Things have changed quite a lot since then as the e-signature market has grown tremendously. You may be familiar with DocuSign, Adobe Sign, SignNow, HelloSign and a bunch of other players. But none of them have been designed for the European market from the ground up.
Yousign wants to become the European alternative to these American companies. More specifically, the startup thinks it can convince small and medium companies that aren’t using an e-signature solution yet. Instead of asking DocuSign customers to switch, Yousign wants to convert new customers to e-signatures.
“Faced with American giants with large scopes and complex products, we have built a solution that is accessible and easy to use, allowing SMBs to sign their first documents within the hour, and not a month” Yousign co-founder and CEO Luc Pallavidino said in a statement.
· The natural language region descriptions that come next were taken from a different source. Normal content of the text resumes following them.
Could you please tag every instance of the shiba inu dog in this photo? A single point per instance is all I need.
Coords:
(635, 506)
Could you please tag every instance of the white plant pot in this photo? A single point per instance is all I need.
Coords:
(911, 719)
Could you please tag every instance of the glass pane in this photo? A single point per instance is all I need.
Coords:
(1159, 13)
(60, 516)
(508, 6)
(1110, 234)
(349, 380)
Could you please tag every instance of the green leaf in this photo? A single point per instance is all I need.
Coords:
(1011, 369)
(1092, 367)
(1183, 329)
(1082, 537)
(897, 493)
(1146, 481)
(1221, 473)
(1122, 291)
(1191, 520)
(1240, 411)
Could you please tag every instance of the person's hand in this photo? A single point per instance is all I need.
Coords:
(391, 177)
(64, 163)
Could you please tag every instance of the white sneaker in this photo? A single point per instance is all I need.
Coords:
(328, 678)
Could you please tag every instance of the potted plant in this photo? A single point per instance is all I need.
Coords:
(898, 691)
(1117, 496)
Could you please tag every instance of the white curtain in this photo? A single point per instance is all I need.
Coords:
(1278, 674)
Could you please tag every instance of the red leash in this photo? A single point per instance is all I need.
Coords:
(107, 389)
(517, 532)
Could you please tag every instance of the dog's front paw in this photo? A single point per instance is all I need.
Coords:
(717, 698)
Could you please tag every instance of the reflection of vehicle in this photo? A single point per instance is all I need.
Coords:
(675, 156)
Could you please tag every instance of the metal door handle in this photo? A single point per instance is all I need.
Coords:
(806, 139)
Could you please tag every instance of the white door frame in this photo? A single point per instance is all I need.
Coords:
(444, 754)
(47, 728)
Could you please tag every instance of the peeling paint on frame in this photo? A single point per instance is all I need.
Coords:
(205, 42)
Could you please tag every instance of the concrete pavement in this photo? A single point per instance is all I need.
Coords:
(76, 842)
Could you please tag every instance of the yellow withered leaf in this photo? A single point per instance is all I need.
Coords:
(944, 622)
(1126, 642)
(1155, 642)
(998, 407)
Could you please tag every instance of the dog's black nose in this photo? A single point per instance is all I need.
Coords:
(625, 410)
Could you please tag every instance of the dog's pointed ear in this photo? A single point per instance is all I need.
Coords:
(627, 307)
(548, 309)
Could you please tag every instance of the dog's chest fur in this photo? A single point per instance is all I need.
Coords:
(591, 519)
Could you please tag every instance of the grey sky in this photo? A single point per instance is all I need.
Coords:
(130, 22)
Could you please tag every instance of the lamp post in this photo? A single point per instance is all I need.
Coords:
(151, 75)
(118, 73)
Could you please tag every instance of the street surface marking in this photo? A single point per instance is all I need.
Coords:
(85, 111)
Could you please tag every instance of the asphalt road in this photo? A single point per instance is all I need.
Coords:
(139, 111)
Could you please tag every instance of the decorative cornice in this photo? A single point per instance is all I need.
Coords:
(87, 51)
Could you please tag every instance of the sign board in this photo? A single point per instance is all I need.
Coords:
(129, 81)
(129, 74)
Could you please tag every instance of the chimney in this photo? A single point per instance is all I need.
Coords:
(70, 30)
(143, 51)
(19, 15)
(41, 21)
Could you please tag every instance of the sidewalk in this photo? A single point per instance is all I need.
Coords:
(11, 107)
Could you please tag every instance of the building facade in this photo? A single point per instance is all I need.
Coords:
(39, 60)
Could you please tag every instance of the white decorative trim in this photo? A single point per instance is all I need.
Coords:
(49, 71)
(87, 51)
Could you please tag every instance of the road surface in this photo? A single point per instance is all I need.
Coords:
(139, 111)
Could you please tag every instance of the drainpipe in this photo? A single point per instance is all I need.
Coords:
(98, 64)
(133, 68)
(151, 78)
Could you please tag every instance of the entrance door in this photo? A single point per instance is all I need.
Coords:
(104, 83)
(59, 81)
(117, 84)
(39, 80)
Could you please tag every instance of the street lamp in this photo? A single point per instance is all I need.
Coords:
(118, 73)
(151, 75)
Yousign is a certification authority and complies with eIDAS — a European framework for e-signatures. It means that signatures are legally binding and the service archives your documents in partnership with Arkhineo.
Like other e-signature services, you can create document templates, approval workflows and reminders. Yousign makes sure the right person is signing the document with strong authentication processes and all events are timestamped. It’s a SaaS product, which means you have to pay a subscription fee to access the service.
With today’s funding round, Yousign wants to reach 50,000 European SMBs by 2024 — it has 6,000 clients today. That would represent an annual recurring revenue of $85 million (€70 million). In 2020 alone, the company grew drastically from 35 to 120 employees. The startup now plans to hire 150 additional employees over the next 18 months.